- Country: India
- State: Tamil Nadu
- District: Thiruvallur
- Metro: Chennai City

Population
- • Total: 3,920

Languages
- • Official: Tamil
- Time zone: UTC+5:30 (IST)
- Postal code: 602024
- Vehicle registration: TN20
- Metro: Chennai
- Lok Sabha constituency: Thiruvallur
- Vidhan Sabha constituency: Thiruvallur

= Perumalpattu =

Neighbourhood in Tiruvallur district, Tamil Nadu, India

Perumalpattu is a suburb of Chennai Indian state of Tamil Nadu. It is situated between Chennai and Arakkonam near the Chennai–Arakkonam railway line. It is a town in the suburb of Chennai. Once upon a time the villagers lived near the koovam river which passes adjacent to the village, a big flood happened in the river which has resulted the villagers to migrate to the current land. ( so in Tamil "aaru peralapattadhinaal" its called as "peralapattu" and people later adapted perumal name in to peralapattu and called "perumalpattu". It is the western part of the city of Chennai. "perumalpattu" is part of the Chennai Metropolitan Area. The nearest railway station is Veppampattu railway station of the Chennai Suburban Railway Network.

== Etymology ==
The name can be attributed to the existence of a famous old Perumal (Lord Vishu of Hindu Mythology) temple.

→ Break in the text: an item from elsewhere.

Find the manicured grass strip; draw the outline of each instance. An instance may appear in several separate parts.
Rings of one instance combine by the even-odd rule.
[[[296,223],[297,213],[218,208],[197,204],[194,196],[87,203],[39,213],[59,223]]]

== Population and Literacy (Census 2011) ==
Source:

- As per the 2011 Census, Perumalpattu has a population of 7,052 people (3,521 male, 3,531 female).
- Child population (age 0-6) is 593, about 8.41% of total.
- Sex ratio is 1,003 females to 1,000 males, which is slightly higher than the state average.
- The literacy rate is 90.26% (male: 95.07%; female: 85.53%).

== Government and politics ==

=== Civic Utility / Amenities / Services ===

Perumalpattu rettaikulam (twin ponds) was restored in 2019 by the villagers themselves.

In 2020 the rettaikulam (twin ponds) thamaraikulam was given a fresh look by the best efforts by the village residents with the help of the NGO named (united way, chennai) the thamaraikulam got half KM of the walking path, saplings planted around the pond, solar lights, strong fence protecting the pond, children's park, floating garden etc.

== Transport ==
=== By Rail ===
The closest railway station is Veppampattu which is about 2 km from Perumalpattu and MTH Road serve as good transport from/to Chennai. Frequent electric train services are operated from Chennai.

=== By Road ===
New Railway Over Bridge (ROB) across the railway track near Vepampattu railway station to link the transport between two major roads Chennai-Tiruttani Highway (NH-205) and Thiruvallur-Poonamalee High road (SH-50) through Perumalpattu road(Construction on the process).
Town can be approached by the Lucas - Thiruvallur high road or Poonamalle high road.
Tamil Nadu Government has provided bus facility travel from Veppampattu to nearest town Poonamalee and to the Chennai shopping hub T. Nagar.

== Education ==
Raja National Mat.Hr.sec school, Sriram Vidya Manthir (CBSE & Matric), Gomathi vidhyalaya, Gnana Banu School and a few government schools are available.